Let ##\delta≤1## then ##1<x<3, x≠2##.
##|(x^3-2x^2-4x-8) -0|=|(x-2)(x+2)^2|=|x-2||(x+2)^2| <\delta |(x+2)^2|<19\delta##
Taking ##\delta## as ##1## or ##\dfrac{ε}{19}## whichever is smaller. Then we have, ##|(x^3+2x^2-4x-8) -0|<ε## whenever ##0 < |x-2|<\delta##.

insight is welcome.
 
Last edited:
on Phys.org
I noted that,

##|x^2+2x+4|## is bounded by ##[7,19]##.
 
PeroK said:
##(x+2)^2 = x^2 + 4x + 4##, which is clearly bounded by 25 when ##1 < x < 3##.
Ah... i made a mistake.
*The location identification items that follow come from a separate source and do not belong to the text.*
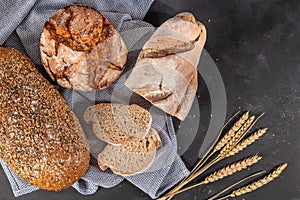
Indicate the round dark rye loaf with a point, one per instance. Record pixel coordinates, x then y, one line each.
41 139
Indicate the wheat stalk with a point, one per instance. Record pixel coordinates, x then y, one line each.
227 147
231 169
231 132
246 142
234 140
261 182
223 172
252 186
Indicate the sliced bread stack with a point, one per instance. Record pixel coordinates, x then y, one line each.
132 143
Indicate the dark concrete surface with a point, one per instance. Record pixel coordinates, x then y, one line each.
256 47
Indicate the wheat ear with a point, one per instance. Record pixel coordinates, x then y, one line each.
231 132
233 141
223 172
232 168
246 142
261 182
257 184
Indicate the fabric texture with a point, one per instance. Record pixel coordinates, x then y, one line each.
21 23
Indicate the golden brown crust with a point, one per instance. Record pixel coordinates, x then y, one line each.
41 138
166 70
81 50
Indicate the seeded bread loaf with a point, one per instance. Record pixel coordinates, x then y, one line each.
116 123
166 70
81 50
132 157
41 139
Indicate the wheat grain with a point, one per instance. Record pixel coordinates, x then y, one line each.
231 132
231 169
257 184
246 142
234 140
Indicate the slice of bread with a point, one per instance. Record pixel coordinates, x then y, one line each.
133 157
116 123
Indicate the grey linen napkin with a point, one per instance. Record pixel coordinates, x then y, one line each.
21 23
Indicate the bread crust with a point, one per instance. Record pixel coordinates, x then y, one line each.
41 139
166 70
81 50
116 123
131 149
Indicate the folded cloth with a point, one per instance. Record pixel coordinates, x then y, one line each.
21 24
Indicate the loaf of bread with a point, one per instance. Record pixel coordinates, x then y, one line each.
116 123
132 157
41 139
166 70
81 50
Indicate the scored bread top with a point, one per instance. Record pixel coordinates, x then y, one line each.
116 123
133 157
41 138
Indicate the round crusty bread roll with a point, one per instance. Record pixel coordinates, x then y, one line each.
165 73
81 50
41 139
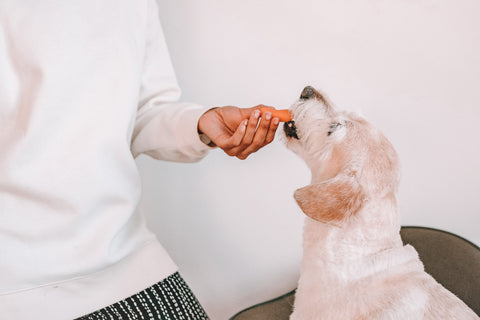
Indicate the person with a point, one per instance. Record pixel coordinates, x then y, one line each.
85 87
Noted.


Then the last part changes to,

Let ##\delta≤1## then ##1<x<3, x≠2##.
##|(x^3-2x^2-4x-8) -0|=|(x-2)(x+2)^2|=|x-2||(x+2)^2| <\delta |(x+2)^2|<25\delta##
Taking ##\delta## as ##1## or ##\dfrac{ε}{25}## whichever is smaller. Then we have, ##|(x^3+2x^2-4x-8) -0|<ε## whenever ##0 < |x-2|<\delta##.